The Wales Millennium Centre (WMC) in Cardiff Bay has been warned that it is in serious danger of insolvency.
The arts centre in Cardiff Bay has become a landmark venue
The warning is in an unpublished review, commissioned by the Welsh Assembly Government, and seen by BBC Wales' Dragon's Eye programme.
It says the £106m arts venue has debts of £13.5m and is predicted to sustain considerable losses in future years.
WMC has said it currently cannot repay the debt, which is guaranteed by the assembly government until December.
In its annual accounts for 2006, which were filed on Tuesday, WMC's auditors KPMG say "considerable uncertainty" in achieving a settlement with the assembly government "may cast significant doubt about the group's ability to continue as a going concern."

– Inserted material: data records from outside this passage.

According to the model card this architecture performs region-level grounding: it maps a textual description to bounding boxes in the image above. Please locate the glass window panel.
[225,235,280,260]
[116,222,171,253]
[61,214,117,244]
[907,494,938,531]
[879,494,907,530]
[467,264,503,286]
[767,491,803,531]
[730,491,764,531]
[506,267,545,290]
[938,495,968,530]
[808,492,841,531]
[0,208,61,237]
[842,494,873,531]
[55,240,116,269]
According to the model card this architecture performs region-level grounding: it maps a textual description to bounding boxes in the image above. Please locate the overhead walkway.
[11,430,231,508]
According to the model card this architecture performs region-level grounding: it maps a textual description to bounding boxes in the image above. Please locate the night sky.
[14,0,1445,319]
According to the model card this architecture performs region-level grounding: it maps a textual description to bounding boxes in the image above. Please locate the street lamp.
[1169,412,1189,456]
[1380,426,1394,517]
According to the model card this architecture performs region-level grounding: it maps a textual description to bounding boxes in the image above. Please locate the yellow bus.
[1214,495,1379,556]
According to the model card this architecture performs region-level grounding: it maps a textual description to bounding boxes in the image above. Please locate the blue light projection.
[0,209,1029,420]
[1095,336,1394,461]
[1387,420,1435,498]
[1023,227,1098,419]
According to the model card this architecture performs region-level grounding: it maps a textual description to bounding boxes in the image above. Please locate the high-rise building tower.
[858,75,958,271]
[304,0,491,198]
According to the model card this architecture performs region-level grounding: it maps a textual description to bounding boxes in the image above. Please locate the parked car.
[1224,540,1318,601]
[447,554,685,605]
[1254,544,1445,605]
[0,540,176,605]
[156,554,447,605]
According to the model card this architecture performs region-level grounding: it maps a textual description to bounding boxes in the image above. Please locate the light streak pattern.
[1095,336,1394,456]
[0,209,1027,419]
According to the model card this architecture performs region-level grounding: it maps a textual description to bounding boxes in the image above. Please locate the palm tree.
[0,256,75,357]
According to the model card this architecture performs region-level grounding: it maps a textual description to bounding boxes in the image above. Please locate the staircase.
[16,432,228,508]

Conservative assembly leader Nick Bourne has accused the assembly government, which is being asked to bail out the centre, of burying the report which was completed in June.
First class institution
He said "I am very alarmed and concerned. It seems to me that the government is suppressing bad news.
"It is bad news because this place is a first class institution and deserves our support. We should have known about these problems along time ago because clearly the government knew".
Culture Minister Rhodri Glyn Thomas says he cannot give an interview to BBC Wales because of commercial confidentiality.
But an assembly governnment spokesperson said: "We fully understand the affection with which the Millennium Centre is held be the Welsh people, and the concern that has been expressed about the financial difficulties that the centre is facing."
WMC chairman Lord Rowe-Beddoe is to meet the culture minister next Tuesday and the centre hopes that the assembly government will repay the £13.5m loan and increase its subsidy to between £3m and £4m a year.
The Queen attend a gala evening to launch the centre three years ago
The review was commissioned by the former Culture Minister Alun Pugh, and has been written by a team of experts in the field drawn from around the UK.
The report says the debt should be removed from WMC because it does not have the means of servicing or repaying it.
In their annual accounts for 2006 the WMC itself has warned that uncertainty surrounding funding from the assembly government may "cast significant doubt" about their ability to continue as a going concern.
The £106m landmark venue was opened by the Queen in November 2004.
It is the home of Welsh National Opera, Diversions dance company, the Urdd eisteddfod and hosts regular musicals, ballets and music events, while there is also a studio theatre.
In September, it announced it had passed a "landmark" £20m in ticket sales and had attracted more than 1.5 million visitors from Wales and further afield.